Di Maio urla e si agita a sproposito: le elezioni a giugno non sono più possibili. Fuori tempo massimo. Se la Costituzione stabilisce un tempo minimo di 45 giorni dallo scioglimento delle Camere al giorno del voto, il regolamento applicativo del voto all’estero parla di 60 giorni. Dunque, un eventuale ritorno al voto non potrebbe concretizzarsi prima di luglio. Ma dalle parti del Quirinale non si prende minimamente in considerazione il voto in estate: vorrebbe dire provocare gli elettori all’astensione.
In realtà ai 5 Stelle non è andata affatto giù l’ennesima puntata della faida interna del Pd, con Renzi più preoccupato di ridurre all’impotenza Martina e Franceschini che di negarsi ai grillini.

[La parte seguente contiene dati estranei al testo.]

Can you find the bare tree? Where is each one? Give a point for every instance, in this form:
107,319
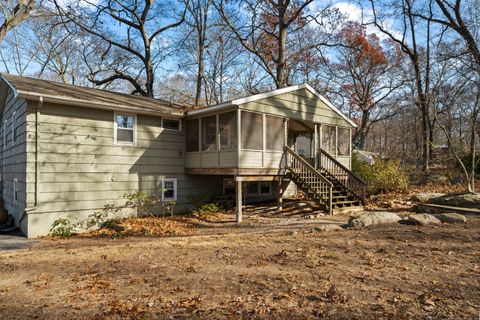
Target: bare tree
408,41
138,25
14,13
264,27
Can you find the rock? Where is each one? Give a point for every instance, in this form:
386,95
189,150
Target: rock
328,227
437,178
465,200
425,196
451,217
372,218
423,219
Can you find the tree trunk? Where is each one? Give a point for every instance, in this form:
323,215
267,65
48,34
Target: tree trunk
282,40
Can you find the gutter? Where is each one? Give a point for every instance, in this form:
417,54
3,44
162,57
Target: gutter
89,104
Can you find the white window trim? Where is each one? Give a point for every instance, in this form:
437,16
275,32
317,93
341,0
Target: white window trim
14,124
175,119
124,143
225,180
15,190
174,189
269,193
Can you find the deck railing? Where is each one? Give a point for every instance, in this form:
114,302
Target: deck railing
351,181
307,175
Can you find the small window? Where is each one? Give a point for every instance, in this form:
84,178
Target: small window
275,128
169,189
251,188
14,128
193,135
252,131
125,129
265,188
171,124
228,130
209,133
343,143
228,186
15,190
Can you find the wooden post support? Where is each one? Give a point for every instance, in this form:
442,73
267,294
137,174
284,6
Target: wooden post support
239,201
280,192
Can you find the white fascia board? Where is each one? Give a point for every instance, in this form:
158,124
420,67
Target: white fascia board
94,105
271,94
329,104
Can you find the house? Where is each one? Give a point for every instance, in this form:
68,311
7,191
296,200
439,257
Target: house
69,151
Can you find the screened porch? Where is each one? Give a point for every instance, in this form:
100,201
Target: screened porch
241,142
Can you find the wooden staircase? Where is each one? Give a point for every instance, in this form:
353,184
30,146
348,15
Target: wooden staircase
332,186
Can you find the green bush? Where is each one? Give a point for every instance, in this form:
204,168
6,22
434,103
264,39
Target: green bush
62,228
383,176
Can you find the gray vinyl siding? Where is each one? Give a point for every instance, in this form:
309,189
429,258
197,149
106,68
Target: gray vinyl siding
300,104
14,157
81,169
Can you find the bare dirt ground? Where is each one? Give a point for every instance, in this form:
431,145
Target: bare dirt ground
271,267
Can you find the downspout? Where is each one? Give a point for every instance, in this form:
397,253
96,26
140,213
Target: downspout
37,173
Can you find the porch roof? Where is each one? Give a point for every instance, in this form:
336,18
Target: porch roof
256,97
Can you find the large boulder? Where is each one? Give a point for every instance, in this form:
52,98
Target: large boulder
451,217
426,196
422,219
372,218
465,200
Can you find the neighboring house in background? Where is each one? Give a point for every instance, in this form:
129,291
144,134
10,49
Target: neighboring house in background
69,151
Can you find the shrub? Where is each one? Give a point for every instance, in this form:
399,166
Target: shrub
199,200
210,207
62,228
467,161
383,176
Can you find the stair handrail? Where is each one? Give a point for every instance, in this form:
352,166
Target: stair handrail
355,184
328,185
308,165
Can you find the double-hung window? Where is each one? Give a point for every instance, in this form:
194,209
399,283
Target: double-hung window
125,129
169,189
171,124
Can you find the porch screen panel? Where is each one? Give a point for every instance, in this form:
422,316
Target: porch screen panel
209,133
228,130
275,133
193,135
252,131
343,145
329,142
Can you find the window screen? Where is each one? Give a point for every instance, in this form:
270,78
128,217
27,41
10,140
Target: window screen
209,133
329,140
252,131
125,128
14,127
171,124
192,135
343,142
228,130
275,133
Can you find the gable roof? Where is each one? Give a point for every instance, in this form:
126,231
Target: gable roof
268,94
49,91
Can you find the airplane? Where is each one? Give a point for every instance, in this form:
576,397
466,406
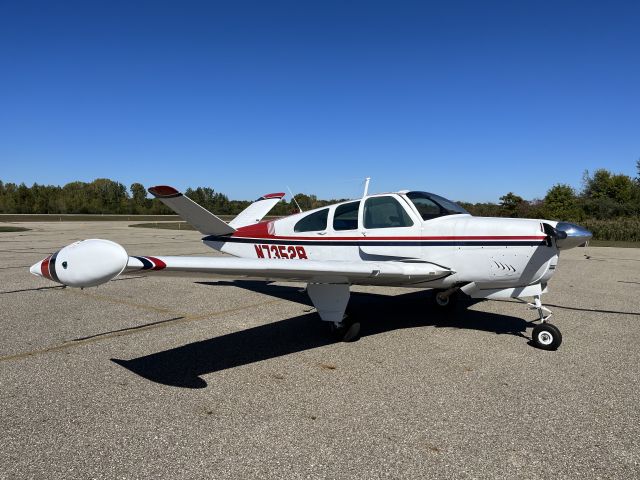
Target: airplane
399,239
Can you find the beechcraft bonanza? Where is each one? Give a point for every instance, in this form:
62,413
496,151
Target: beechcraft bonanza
406,238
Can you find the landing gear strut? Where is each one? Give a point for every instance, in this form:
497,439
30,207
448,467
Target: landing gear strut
545,335
346,330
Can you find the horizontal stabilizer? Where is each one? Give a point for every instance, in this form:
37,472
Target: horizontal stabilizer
200,218
256,211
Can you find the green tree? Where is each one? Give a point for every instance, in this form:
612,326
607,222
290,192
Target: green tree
138,198
510,203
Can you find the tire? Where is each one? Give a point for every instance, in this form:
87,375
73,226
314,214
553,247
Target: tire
348,332
546,336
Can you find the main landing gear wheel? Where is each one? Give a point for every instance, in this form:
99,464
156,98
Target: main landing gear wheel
345,331
546,336
444,301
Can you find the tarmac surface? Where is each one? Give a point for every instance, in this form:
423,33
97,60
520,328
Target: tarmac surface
151,377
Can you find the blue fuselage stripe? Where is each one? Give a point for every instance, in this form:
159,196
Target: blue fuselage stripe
377,243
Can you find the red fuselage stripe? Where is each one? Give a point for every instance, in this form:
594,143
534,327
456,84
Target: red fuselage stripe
362,238
44,268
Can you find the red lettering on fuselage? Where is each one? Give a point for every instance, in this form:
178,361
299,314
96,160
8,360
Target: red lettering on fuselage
281,251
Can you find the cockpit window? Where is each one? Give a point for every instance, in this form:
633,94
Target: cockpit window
346,216
313,222
431,206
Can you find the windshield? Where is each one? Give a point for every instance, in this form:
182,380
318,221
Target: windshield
431,206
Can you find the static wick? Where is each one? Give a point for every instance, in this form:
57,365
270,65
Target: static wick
294,199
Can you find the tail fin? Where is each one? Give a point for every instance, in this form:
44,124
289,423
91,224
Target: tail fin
257,210
202,219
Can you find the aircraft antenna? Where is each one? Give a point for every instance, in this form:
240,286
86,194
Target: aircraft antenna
366,186
294,199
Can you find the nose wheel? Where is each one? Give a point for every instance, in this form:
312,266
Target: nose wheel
545,335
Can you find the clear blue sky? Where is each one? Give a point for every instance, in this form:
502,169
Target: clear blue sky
470,99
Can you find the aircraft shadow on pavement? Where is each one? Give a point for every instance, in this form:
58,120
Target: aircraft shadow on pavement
183,366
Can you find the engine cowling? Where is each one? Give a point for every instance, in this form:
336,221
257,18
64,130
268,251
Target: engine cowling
86,263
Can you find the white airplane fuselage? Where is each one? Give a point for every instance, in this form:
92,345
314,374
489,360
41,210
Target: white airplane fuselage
492,252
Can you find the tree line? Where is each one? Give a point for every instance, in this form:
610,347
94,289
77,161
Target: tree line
605,197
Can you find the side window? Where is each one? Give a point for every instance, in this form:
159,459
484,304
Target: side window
427,208
346,216
313,222
385,212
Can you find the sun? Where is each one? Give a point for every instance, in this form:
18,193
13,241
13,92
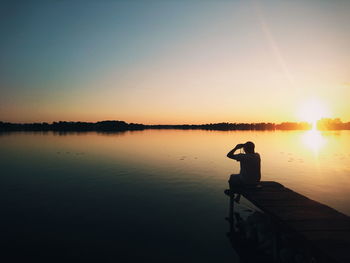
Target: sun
312,110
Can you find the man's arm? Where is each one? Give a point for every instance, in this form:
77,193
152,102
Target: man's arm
231,153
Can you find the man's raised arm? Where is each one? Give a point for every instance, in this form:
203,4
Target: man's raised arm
231,153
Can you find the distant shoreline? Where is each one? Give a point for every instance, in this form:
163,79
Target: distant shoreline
111,126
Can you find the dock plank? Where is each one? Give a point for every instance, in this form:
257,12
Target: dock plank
322,226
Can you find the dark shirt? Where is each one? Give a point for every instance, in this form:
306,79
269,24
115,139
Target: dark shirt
250,167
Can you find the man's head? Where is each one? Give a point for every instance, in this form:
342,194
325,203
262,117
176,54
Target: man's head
248,147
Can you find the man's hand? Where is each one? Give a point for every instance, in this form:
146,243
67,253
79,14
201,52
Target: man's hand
239,146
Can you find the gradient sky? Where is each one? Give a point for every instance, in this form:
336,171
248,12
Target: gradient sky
173,61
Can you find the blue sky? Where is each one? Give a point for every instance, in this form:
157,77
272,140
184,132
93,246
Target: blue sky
172,61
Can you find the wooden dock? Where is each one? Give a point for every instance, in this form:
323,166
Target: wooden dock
322,228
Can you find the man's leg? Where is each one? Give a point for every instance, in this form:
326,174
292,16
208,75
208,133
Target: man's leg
235,180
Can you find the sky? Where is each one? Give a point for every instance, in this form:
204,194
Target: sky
174,62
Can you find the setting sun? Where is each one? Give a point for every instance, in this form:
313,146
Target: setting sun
313,110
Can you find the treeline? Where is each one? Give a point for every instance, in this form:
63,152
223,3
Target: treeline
332,124
110,126
225,126
72,126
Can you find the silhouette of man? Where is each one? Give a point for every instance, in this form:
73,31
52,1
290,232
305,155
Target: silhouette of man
249,162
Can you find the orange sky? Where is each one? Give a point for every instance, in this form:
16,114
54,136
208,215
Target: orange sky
172,63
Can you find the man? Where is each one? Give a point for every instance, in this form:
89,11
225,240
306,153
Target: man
249,162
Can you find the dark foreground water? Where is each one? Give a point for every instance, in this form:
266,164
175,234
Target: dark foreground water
155,196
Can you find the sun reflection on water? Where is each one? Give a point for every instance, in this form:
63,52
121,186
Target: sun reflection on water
314,140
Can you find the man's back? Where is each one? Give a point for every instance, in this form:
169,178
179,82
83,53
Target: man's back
250,167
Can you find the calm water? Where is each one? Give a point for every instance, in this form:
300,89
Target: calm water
154,195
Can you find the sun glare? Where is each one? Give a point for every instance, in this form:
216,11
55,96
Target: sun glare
313,140
312,110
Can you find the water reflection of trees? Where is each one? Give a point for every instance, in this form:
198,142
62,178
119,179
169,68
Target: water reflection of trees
117,126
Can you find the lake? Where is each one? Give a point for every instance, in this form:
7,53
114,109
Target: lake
153,195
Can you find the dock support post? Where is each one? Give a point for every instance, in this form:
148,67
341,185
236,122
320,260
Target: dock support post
231,212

Ma il risultato non cambia: no al “governo del cambiamento”. E no ai governi possibili con l’inossidabile Berlusconi, quasi che i suoi conflitti di interesse fossero ontologicamente diversi da quelli che affliggono una società privata, la Casaleggio Associati, che tiene sotto contratto (!?!) centinaia di eletti dal popolo.
Mattarella sta dando fondo al suo sangue freddo. No alle urne nell’immediato. No ad una chance alla coalizione vincente del centrodestra, che anche se minoranza in parlamento, se bocciata in aula si troverebbe a gestire in qualità di governo sfiduciato la delicata fase elettorale. E allora via libera al “governo di traghettamento”, con figure neutre, leggi gradite all’area Franceschini e studiate per avvicinare in futuro Di Maio ed un Pd derenzizzato. Tra i Cassese Boys and Girls si stanno scaldando in molti e poi a febbraio 2019 si vota, ancora un parlamento partorito dal gelo incapace di cuocere il pane del governo, che deve sfamare una nazione sempre più provata da una politica di magliari di professione.